Covid-19 Research: Home Affairs Select Committee call for evidence: Home Office preparedness for Covid-19 (Coronavirus)
Written submission from the Rights Lab, University of Nottingham[1]
The Rights Lab delivers research to help end modern slavery. We are the world’s largest group of modern slavery researchers, and home to many leading modern slavery experts. Through our five research programmes, we deliver new and cutting-edge research that provides rigorous data, evidence and discoveries for the global antislavery effort. More information about the Rights Lab is available at: www.nottingham.ac.uk/rights-lab.
Responding to the 14th of January 2021 supplementary call for evidence on the Home Office’s ongoing response to the pandemic, this submission focuses on Child Criminal Exploitation and County Lines Drug Supply, and their intersection with online harms, during COVID-19. It is based on our ongoing research project ‘COVID-19 and Child Criminal Exploitation: Closing Urgent Knowledge and Data Gaps on the Implications of Pandemic for County Lines,’ funded by the Economic and Social Research Council of UK Research and Innovation. Interim findings[2] indicate that the pandemic has had a significant impact on young people’s exposure to online harm, criminal exploitation through the drug supply, and the policing response to County Lines.
Background
- As early as March 2020, media reports were suggesting that the UK’s lockdown measures were having a significant impact on the nature of County Lines drug supply, the vulnerability and criminal exploitation of young people, and the efforts of youth and social care to safeguard and support young people at risk of, or involved in, County Lines.
- Because of school closures and general reductions in movement, travel and physical/social interaction, social media has become, for many young people, the primary form of social interaction with peers. Law enforcement, social care and safeguarding practitioners interviewed through our research have expressed significant concerns at young people’s engagement with online content that glorifies and promotes gang involvement and drug-related wealth. This exposes them to risks of peer influence and early-stage grooming, leading to their exploitation through County Lines drug networks.
Recommendations
For Law enforcement:
- Concerted and coordinated data-collection is needed to better understand patterns of exploitation. Currently, better recording and use of data by police and statutory bodies would assist in developing knowledge about the precise impact of social media in the exploitation of young people, and its wider role in perpetuating crime and violence linked to County Lines. Additional analytical resources for police are needed to facilitate this. Territorial police should also further develop their relationships with local partners to enhance intelligence gathering.
- More attention should be given to how drug-related imagery is used to lure and attract young people into County Lines, and its wider role in perpetuating gang activity and violence, paying close attention to nuance in the use of specific platforms, such as Snapchat and Instagram. There are growing concerns around the use of social media as a recruitment strategy, and proactive tracking of social media could be used by police to establish an understanding of these issues and could also help to identify territorial tensions linked to County Lines drug supply.

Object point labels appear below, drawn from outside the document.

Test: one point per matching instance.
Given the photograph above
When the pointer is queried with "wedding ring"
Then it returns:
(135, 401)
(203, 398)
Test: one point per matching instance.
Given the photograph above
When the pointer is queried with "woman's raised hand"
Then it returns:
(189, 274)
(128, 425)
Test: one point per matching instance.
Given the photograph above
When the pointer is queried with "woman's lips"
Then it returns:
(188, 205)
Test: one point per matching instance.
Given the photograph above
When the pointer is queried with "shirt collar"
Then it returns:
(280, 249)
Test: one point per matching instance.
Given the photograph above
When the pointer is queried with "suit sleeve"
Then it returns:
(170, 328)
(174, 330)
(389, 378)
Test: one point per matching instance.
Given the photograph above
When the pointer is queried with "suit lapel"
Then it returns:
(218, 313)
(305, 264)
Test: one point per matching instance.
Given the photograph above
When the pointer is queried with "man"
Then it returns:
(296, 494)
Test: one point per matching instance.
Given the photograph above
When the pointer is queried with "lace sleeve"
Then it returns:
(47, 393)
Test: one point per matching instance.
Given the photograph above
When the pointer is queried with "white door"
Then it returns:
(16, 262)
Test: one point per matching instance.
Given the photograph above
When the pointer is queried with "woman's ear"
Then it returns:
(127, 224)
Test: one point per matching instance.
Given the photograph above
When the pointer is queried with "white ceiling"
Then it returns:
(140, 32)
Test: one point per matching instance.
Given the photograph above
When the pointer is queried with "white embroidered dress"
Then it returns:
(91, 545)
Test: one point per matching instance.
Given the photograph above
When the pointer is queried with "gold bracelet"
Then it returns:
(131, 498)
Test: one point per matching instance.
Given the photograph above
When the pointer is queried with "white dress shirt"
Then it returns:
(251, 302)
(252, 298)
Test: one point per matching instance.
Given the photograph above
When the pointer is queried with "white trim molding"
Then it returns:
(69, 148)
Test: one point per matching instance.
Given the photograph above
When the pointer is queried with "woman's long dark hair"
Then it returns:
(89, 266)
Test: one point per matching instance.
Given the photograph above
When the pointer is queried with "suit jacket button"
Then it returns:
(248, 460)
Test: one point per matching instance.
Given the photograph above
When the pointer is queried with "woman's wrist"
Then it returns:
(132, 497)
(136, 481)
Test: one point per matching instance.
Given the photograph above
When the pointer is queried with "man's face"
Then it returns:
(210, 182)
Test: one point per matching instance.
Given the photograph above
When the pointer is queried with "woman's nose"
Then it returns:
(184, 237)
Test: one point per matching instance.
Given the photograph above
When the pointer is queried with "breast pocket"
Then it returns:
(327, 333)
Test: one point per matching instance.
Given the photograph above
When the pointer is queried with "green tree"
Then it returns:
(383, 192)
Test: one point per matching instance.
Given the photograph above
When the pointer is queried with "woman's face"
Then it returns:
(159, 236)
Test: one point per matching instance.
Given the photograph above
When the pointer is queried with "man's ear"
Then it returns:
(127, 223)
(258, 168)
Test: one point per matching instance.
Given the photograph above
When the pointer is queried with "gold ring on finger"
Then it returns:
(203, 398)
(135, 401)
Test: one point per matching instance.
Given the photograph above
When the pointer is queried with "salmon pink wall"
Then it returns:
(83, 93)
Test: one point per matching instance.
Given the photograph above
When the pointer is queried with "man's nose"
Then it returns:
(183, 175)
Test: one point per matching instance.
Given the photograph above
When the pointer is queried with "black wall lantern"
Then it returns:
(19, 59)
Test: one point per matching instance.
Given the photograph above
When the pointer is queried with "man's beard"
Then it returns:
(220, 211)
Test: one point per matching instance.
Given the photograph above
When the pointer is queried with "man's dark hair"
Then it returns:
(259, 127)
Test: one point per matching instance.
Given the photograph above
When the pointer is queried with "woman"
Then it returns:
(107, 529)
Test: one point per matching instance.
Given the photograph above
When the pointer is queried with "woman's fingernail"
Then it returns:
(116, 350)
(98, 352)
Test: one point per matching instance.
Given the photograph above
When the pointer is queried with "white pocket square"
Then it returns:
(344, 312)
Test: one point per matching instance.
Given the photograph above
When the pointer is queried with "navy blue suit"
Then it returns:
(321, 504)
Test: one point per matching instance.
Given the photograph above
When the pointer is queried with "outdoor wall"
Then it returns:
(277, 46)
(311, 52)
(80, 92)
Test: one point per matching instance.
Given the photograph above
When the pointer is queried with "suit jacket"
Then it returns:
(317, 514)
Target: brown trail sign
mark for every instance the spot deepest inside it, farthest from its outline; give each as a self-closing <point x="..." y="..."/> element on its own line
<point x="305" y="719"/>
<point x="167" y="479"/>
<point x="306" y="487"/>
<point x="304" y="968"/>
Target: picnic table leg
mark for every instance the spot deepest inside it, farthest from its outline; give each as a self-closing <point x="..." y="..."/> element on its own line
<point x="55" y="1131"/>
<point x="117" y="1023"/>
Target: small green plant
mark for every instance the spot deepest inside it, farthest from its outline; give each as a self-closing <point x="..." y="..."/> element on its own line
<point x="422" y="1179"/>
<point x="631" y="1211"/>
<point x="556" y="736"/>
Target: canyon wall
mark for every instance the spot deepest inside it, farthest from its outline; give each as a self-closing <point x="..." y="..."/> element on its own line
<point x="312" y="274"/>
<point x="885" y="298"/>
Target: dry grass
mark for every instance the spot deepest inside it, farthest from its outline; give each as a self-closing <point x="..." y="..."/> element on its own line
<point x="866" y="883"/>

- Where possible, territorial police should develop their relationships with partners to enhance intelligence gathering and work to ensure suitable referral and local support provisions are in place for young people who are identified as victims of criminal exploitation. Those in strategic roles have reported success in engaging with stakeholders over information sharing practices, but it must be ensured that these are systematic to enable increased detection of County Lines, and a better understanding of all aspects of exploitation that would assist safeguarding efforts.
For the UK Government:
- While there is notable recognition in the governments ‘Online Harms’ White Paper[3] of grooming for the purposes of Child Sexual Exploitation and Abuse, there is no direct acknowledgement of similar practices in relation to criminal exploitation. The report does recognise the use of social media in promoting gang culture – and the potential contribution of this to knife crime. Given the profile and prevalence of Child Criminal Exploitation and County Lines, explicit recognition that these issues are fuelled by online harms is essential.
- Terminology such as ‘grooming’ and ‘recruitment’ may not reflect the subtleties of the peer influence and the methods used to involve and criminally exploit young people through County Lines drug supply. More work is needed to fully understand how the portrayal of wealth derived from drug supply, and the culture associated with gang life contribute to the exploitation of young people, even if the content associated with these processes is itself not illegal. Proactive work by police and partners to improve understanding of social media use could provide vital insights that improve both criminal justice and safeguarding outcomes.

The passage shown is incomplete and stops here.